Sarkozy adını ne zaman duysam içim bulanır.
"İçi bulanmak da neyin nesiymiş?" diye başlamayın hemen.
Beyzadem dış ilişkilere konu olduğundan, diplomatça davrandım. Hepsi bu!
Yoksa "Midemi bulandırıyor!" demeyi ben de bilirdim.
Hem, gerçekten de tiksiniyorum bu adamdan!..
Yaşı bana yakınlar bilir; geçmişte kafanızın basmadığı, hoşlanmadığınız birini kötülemek, kötülerken de karşınızdakine korku salmak için kullanılan ünlü bir sözcük vardı: "Müptezel".
Korku nedendi, biliyor musunuz? Hiç kimse o sözcüğün kendisine yönelmesini istemez, o yüzden dinlerken bile korkar, pür dikkat kesilirdi.*
Kötülemekte olduğunuz kişiye; benimsediğiniz ideolojiye uygun söylemlerle "Komünist ya da faşist, ırkçı ya da beynelmilelci, milliyetçi ya da Amerikancı, sağcı ya da solcu, ilerici ya da gerici, yobaz ya da din düşmanı" demeniz yetmezdi de başına illaki o kelimeyi de yapıştırmalıydınız.
Müptezel komünist! Müptezel faşist! Müptezel yobaz!
İşte bu Sarkozy var ya Sarkozy; tam bu kelime için yaratılmış biri...
Adam, dört dörtlük "Müptezel bir Türk düşmanı!".
Yalnız kendisi mi? Sülalesi de...
Sarkozyler; köyleri Allatyan'daki bir bataklıkta, kendilerini gizlemek amacıyla çamur ve çürümüş bataklık bitkileri arasında yatar, civardan gelip geçen Osmanlı sivillerini öldürürlermiş.
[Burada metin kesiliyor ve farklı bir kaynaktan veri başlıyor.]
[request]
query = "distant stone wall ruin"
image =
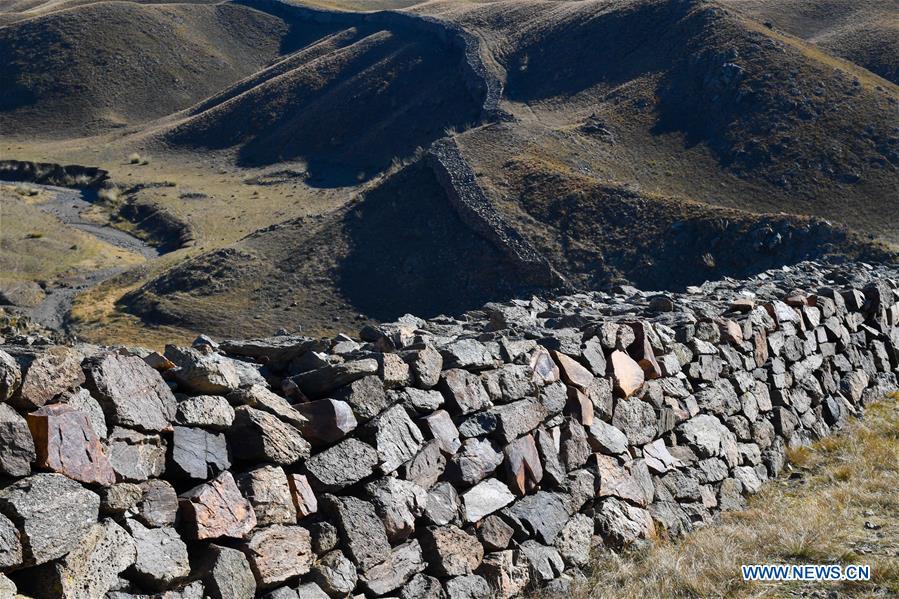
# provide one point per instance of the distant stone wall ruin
(470, 457)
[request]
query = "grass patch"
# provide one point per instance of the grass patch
(840, 505)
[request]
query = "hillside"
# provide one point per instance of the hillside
(657, 142)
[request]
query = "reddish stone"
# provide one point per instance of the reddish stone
(66, 443)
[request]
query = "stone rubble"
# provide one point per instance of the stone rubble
(469, 457)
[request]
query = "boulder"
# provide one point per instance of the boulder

Bu müthiş kahramanlıklar onlara unvan da getirmiş. Macar Kralı Ferdinand II, "Sizi soylu kıldım!" dedi diye, kanları da bir anda şekil değiştirerek "Soylu RH pozitif"e dönüşmüş.
Mutlaka bilirsiniz. Avrupa'nın o günkü düzeninde, soyluluk safsatasının en alt düzeyi şövalyeliktir. Bu unvan da genelde devamlı olarak kullanılmak istenen it-kopuk takımının en azgınlarına verilmektedir. En alt basamaktan da olsa köylülükten soyluluğa terfi, Sarkozyleri sülalece öylesine sarsmış ki bugün Fransa'ya Cumhurbaşkanlığı yapan torun Nicolas; parmağında hâlâ bu unvanın yüzüğünü taşıyor ve bu yüzük de ona her an, atalarından miras kalan Türk düşmanlığını hatırlatıyormuş.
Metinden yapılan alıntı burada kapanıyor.